A blog about Irish Lighthouses past and present and other selected maritime beacons and buoys of interest
Thursday, June 27, 2013
Cape Clear Island
The ferry from Schull to Cape Clear Island (or Oileann Cleire) now only runs on Wednesdays and Saturdays, so we drove down to Baltimore to get the ferry over to Ireland's most southerly inhabited island.
A lighthouse was established here in 1818 on the southern part of the island. However, it very quickly became apparent that, like Wicklow, Kinsale and others, its position on top of a cliff meant it was frequently obscured by fog and mist
Despite much petitioning by the maritime community, nothing was done about this state of affairs until the inevitable happened. The passenger-carrying sailing ship, the Stephen Whitney, was heading eastwards along the southwest coast of Ireland in heavy fog and, not being able to see Cape Clear light, mistook Crookhaven Light for the Old Head of Kinsale, and ran aground on one of the many jagged islands off West Cork, with the loss of 92 of the 110 souls on board.
Even then, the authorities procrastinated until a letter to the Times from A Seaman (believed by many to be a ship's captain) lambasted them for their tardiness and turn-a-blind-eye attitude and more or less ordered them to put a light on the Fastnet instead. When this happened on the first day of 1854, the Cape Clear light was extinguished.
From the north harbour, where the ferry leaves you, follow the road that cuts through the centre of the harbour, keep going around south harbour and then start climbing. The road leads all the way to the lighthouse.
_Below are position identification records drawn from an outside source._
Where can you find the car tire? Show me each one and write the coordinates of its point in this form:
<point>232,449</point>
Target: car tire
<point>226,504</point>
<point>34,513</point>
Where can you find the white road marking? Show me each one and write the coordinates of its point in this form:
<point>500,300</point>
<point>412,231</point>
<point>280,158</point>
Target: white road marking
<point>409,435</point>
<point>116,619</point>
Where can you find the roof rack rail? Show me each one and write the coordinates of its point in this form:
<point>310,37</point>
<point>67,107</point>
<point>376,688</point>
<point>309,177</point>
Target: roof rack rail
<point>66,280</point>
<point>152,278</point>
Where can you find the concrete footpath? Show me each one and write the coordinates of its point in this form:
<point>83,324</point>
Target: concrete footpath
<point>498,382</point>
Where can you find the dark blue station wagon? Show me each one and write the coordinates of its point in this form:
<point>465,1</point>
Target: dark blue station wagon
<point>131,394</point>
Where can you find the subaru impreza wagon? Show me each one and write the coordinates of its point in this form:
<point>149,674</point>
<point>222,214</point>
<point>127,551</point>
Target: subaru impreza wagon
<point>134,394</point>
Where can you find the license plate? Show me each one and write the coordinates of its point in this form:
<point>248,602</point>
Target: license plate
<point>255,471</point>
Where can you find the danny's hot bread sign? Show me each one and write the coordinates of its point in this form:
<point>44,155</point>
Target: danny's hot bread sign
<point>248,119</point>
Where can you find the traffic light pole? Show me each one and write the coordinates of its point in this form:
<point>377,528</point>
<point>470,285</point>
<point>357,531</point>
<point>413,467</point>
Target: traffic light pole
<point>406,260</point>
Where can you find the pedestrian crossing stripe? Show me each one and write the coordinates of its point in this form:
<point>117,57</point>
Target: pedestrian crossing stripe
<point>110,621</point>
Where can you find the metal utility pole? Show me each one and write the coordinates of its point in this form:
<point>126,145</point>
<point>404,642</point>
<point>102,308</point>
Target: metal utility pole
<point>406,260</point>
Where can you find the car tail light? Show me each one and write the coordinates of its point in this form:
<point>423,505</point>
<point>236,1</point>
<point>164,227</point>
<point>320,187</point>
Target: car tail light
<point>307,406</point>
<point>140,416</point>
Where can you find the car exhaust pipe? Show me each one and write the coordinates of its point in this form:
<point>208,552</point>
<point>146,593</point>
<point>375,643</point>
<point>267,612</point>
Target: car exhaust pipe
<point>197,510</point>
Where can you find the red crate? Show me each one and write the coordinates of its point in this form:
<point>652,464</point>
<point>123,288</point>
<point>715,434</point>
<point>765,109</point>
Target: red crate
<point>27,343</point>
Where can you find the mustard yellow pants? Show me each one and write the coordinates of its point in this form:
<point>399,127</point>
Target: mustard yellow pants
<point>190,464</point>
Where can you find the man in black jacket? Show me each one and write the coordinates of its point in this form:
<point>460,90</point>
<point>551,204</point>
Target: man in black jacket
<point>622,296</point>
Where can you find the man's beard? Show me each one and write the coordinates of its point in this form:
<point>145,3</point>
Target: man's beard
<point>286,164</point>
The light is situated next to an old signal tower built in the early 1800s when the British authorities thought the French might attack, but quickly deserted when it was clear they wouldn't. The lighthouse keepers and their families appropriated the old signal tower quarters. In fact at one time, there was a covered walkway between the lighthouse and the signal tower, only recently removed.
The plaque above was originally placed on the lighthouse but is now situated on the main road between the North Harbour and the Church
Above, the view from the light, with the Fastnet in the distance.
The old cottages are now just end walls and no more.